Spin orbit torque switching of antiferromagnet through the Neel reorientation in rare-earth ferrite

TL;DR

This paper demonstrates a novel spin-orbit torque method to coherently switch antiferromagnetic spins in orthoferrite, enabling deterministic control of the Neel vector for potential ultrafast spintronic applications.

Contribution

It introduces a new mechanism for spin switching via Neel reorientation in rare-earth ferrites, combining numerical and analytical analysis, and proposes XOR logic implementation within a single magnetic layer.

Findings

Deterministic switching of Neel vector achieved using SOT.

XOR logic gates implemented in a single magnetic layer.

Magnetic parameters influence critical reorientation and current density.

Abstract

We suggest coherent switching of canted antiferromagnetic (AFM) spins using spin-orbit torque (SOT) in small magnet. The magnetic system of orthoferrite features biaxial easy anisotropy and the Dzyaloshinskii Moriya interaction, which is perpendicular to the easy axes and therefore creates weak magnetization (m). A damping-like component of the SOT induces N\'eel reorientation along one of the easy axes and then exerts torque on m, leading to tilting of the N\'eel order l. The torque on the magnetization becomes stronger due to coupling with the induced Oersted field or the field-like component of the SOT, enhancing the tilting of l.
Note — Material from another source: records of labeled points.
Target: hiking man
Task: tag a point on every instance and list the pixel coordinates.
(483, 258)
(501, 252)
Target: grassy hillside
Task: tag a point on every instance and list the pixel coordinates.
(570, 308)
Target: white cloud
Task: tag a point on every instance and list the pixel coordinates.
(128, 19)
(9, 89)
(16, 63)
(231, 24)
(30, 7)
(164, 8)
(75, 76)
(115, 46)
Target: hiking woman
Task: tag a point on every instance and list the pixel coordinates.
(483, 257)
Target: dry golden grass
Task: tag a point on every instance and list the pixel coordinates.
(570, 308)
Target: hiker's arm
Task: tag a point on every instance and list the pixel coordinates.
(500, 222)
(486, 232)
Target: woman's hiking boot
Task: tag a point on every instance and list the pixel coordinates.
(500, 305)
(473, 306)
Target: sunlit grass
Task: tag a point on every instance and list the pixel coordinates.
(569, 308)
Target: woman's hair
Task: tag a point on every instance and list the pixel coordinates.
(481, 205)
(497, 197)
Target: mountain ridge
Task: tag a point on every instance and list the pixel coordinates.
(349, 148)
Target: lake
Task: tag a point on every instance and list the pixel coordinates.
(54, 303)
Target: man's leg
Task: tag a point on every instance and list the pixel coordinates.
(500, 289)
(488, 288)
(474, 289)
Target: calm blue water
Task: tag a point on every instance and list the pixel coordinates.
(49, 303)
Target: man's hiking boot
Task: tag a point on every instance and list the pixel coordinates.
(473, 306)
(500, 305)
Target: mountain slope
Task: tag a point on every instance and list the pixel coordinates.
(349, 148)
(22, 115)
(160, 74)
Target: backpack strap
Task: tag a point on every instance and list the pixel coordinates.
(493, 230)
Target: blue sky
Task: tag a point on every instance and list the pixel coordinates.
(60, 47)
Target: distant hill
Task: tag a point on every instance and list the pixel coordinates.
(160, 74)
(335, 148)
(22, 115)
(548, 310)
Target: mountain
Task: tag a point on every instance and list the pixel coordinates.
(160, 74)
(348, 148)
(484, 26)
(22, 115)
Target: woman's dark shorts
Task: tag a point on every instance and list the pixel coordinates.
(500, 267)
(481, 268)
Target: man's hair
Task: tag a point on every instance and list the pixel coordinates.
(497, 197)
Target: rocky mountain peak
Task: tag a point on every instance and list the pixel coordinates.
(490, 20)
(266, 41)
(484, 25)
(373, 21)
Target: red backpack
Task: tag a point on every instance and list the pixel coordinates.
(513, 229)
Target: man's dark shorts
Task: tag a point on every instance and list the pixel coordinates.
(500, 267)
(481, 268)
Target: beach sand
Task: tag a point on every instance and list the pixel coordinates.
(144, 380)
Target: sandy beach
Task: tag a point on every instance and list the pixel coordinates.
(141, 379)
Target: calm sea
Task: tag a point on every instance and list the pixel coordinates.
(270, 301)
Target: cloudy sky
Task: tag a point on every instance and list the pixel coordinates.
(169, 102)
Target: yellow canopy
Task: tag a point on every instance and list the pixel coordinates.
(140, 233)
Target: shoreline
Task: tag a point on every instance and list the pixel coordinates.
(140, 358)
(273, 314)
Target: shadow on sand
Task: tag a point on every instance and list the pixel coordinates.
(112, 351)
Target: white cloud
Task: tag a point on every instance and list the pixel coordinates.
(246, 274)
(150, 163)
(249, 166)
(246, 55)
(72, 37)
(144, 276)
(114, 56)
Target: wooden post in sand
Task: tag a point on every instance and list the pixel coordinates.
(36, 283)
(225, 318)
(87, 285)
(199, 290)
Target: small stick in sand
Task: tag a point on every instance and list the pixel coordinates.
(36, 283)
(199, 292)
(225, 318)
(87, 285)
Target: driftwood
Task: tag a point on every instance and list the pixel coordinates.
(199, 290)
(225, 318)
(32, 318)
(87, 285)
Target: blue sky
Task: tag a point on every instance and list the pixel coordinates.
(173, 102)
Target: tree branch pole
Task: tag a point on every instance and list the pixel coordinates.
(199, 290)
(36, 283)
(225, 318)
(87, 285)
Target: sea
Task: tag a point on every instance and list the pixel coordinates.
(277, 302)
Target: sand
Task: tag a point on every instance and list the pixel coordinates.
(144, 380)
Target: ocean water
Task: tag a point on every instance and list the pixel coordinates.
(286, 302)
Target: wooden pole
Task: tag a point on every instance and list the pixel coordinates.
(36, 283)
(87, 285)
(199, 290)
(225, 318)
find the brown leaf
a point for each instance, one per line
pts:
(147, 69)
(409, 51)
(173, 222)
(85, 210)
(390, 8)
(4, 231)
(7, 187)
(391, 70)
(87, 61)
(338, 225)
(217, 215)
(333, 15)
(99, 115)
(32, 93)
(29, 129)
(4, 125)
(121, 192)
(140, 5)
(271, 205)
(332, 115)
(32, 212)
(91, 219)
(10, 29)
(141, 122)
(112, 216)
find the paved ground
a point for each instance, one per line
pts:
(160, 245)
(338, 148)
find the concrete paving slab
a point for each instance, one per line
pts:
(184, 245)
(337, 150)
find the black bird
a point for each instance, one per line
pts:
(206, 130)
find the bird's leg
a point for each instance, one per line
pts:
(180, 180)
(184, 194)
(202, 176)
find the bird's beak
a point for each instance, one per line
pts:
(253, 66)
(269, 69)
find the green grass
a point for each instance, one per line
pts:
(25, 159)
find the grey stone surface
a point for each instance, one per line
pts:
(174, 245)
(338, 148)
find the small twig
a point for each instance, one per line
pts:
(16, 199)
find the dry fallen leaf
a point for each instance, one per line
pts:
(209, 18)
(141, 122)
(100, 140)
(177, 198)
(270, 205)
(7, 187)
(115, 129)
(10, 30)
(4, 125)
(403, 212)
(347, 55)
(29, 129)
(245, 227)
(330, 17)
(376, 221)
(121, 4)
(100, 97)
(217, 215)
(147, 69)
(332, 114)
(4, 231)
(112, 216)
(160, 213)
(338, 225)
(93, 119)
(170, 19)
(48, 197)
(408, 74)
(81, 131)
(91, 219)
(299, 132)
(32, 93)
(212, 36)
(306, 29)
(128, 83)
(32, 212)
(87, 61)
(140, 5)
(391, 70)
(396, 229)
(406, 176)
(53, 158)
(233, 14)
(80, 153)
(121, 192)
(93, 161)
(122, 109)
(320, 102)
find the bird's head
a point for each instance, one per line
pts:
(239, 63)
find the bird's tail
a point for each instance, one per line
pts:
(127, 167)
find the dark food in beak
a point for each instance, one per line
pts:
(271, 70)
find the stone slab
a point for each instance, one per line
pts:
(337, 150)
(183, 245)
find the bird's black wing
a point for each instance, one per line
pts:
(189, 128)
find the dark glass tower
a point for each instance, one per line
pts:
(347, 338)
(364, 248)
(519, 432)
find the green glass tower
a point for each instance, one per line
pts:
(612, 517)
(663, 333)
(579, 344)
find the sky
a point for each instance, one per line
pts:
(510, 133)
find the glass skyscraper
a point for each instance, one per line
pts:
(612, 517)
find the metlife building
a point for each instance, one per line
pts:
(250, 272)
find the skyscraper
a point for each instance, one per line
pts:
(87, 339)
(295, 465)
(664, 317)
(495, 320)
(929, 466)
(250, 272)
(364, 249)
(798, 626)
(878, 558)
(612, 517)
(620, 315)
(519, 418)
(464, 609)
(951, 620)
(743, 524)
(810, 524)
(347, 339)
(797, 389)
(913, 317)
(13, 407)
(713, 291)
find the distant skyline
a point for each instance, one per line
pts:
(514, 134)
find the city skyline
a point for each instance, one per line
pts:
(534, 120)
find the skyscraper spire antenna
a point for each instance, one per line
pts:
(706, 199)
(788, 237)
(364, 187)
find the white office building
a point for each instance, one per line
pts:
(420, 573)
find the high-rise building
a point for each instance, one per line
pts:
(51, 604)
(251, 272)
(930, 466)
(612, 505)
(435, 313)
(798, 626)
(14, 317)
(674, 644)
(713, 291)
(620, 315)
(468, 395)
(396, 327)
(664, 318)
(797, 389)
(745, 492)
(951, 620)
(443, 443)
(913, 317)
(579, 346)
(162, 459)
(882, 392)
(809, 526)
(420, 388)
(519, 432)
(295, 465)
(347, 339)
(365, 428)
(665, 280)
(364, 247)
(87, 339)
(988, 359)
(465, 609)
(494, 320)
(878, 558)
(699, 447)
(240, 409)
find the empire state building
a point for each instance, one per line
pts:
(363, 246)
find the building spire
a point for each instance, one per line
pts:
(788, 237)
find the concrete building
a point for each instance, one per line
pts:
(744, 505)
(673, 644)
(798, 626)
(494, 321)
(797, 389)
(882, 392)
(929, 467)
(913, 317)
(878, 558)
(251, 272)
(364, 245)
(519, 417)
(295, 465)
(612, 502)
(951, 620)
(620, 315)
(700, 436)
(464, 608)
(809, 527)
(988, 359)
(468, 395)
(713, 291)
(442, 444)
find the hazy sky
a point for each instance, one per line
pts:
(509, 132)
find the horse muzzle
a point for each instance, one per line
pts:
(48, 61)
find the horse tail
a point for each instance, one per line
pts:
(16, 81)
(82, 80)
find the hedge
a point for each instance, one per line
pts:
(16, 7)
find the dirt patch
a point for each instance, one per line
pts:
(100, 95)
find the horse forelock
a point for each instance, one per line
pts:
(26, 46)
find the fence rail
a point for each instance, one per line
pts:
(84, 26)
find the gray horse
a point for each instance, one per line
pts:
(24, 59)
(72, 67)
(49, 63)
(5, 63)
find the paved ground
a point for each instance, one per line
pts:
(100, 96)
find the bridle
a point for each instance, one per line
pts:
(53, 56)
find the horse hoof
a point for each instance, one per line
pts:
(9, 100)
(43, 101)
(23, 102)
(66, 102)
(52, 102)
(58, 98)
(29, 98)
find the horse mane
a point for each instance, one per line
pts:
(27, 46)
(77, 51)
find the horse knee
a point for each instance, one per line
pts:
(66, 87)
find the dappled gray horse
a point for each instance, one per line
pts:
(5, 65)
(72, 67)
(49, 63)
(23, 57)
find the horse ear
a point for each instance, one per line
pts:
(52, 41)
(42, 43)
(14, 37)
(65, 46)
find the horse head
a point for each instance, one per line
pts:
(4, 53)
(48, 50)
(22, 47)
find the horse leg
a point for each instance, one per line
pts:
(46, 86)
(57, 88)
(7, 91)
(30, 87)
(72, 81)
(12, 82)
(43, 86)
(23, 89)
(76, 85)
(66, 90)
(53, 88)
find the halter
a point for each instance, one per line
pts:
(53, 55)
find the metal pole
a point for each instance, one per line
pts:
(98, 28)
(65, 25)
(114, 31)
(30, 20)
Therefore, l is found to experience deterministic switching after the SOT is turned off. Based upon both numerical and analytical analysis of the coherent switching, XOR logic gates are also found to be implemented in a single magnetic layer. In addition, we investigate how magnetic parameters affect the critical reorientation angle and current density in a simple layered structure of platinum and a canted AFM. Our findings are expected to provide an alternative spin-switching mechanism for ultrafast applications such as spin logic and electronic devices.